Główne moduły, jakie ma do zaoferowania program EventLog Analyzer:
- Silnik analizy składniowej: Filtruje dzienniki, które nie są potrzebne — zgodnie z konfiguracją administratora — i normalizuje pierwotne dane dziennika do standardowego formatu.
- Centralna baza danych: Przechowuje pierwotne i znormalizowane dane rejestrowe ze wszystkich urządzeń i aplikacji w całej sieci użytkownika, a także dane z raportów i dane o globalnych zagrożeniach. Domyślną bazą danych, która jest instalowana z produktem jest PostgreSQL. Alternatywnie, użytkownicy mają możliwość migracji do baz danych Microsoft SQL Server lub MySQL.
- Konstruktor raportów: Przetwarza pierwotne i znormalizowane dane rejestrowe w celu stworzenia ponad tysiąca wstępnie zdefiniowanych raportów, w tym raportów zgodności, a także raportów niestandardowych. Narzędzie EventLog Analyzer generuje i wysyła zaplanowane raporty, a także eksportuje je w razie potrzeby.
- Alerty i zarządzanie zdarzeniami: Wysyła powiadomienia e-mail i SMS w oparciu o skonfigurowane profile alertów; przypisuje zdarzenia do wyznaczonych techników i przechowuje statusy oraz powiązane informacje dla każdego zdarzenia.
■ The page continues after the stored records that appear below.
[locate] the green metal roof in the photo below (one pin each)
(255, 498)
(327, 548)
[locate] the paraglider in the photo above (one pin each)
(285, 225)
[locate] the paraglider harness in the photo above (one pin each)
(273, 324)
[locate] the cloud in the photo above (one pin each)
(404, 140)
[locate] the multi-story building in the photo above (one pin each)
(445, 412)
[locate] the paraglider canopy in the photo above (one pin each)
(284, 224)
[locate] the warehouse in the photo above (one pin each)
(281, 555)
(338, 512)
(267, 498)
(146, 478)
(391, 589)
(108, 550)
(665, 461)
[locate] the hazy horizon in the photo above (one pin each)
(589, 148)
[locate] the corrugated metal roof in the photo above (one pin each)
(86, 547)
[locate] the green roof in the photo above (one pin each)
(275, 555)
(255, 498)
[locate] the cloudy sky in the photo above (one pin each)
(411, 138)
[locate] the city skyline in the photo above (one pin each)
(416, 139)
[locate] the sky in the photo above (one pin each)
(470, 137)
- Zautomatyzowane przepływy pracy: Automatyzacja odpowiedzi na zdarzenia dzięki wstępnie zdefiniowanym przepływom pracy, które uruchamiają się po wyzwoleniu alertów.
- Wyszukiwarka dzienników: Przeszukuje miliony dzienników w ciągu kilku sekund. Wyszukiwarka oparta jest na silniku Elasticsearch.
- Monitorowanie integralności plików: Wykorzystuje dzienniki serwera plików do monitorowania całej aktywności zachodzącej w krytycznych plikach i folderach oraz generuje szczegółowe raporty dotyczące integralności plików.
- Silnik korelacji: Koreluje dzienniki z heterogenicznych źródeł w celu identyfikacji potencjalnych ataków i generuje dogłębne, zagregowane raporty o zdarzeniach i alerty bezpieczeństwa.
- Analiza zagrożeń: Regularnie pobiera i przechowuje dane o zagrożeniach z popularnych kanałów zagrożeń opartych na standardach STIX/TAXII, jak również z innych kanałów open source. Moduł porównuje te dane ze zdarzeniami sieciowymi, a następnie generuje alerty o zagrożeniach w przypadku wykrycia złośliwych podmiotów wchodzących w interakcję z siecią.
Wersja rozproszona
Rozproszona wersja programu EventLog Analyzer jest przydatna, gdy sieć składa się z ponad tysiąca źródeł dzienników lub jest rozproszona w wielu regionach geograficznych. Jest to również idealny model do wdrożenia przez dostawców zarządzanych usług bezpieczeństwa (MSSP). To rozwiązanie korzysta z architektury rozproszonej, w której wiele zarządzanych serwerów jest kontrolowanych przez jeden, centralny serwer administracyjny.
- Serwer administracyjny: Centralny serwer, który zapewnia administratorowi kontrolę nad całą siecią.
- Serwer zarządzany: Każdy serwer zarządzany nadzoruje mniejszą część sieci i działa dokładnie tak, jak opisana powyżej wersja autonomiczna.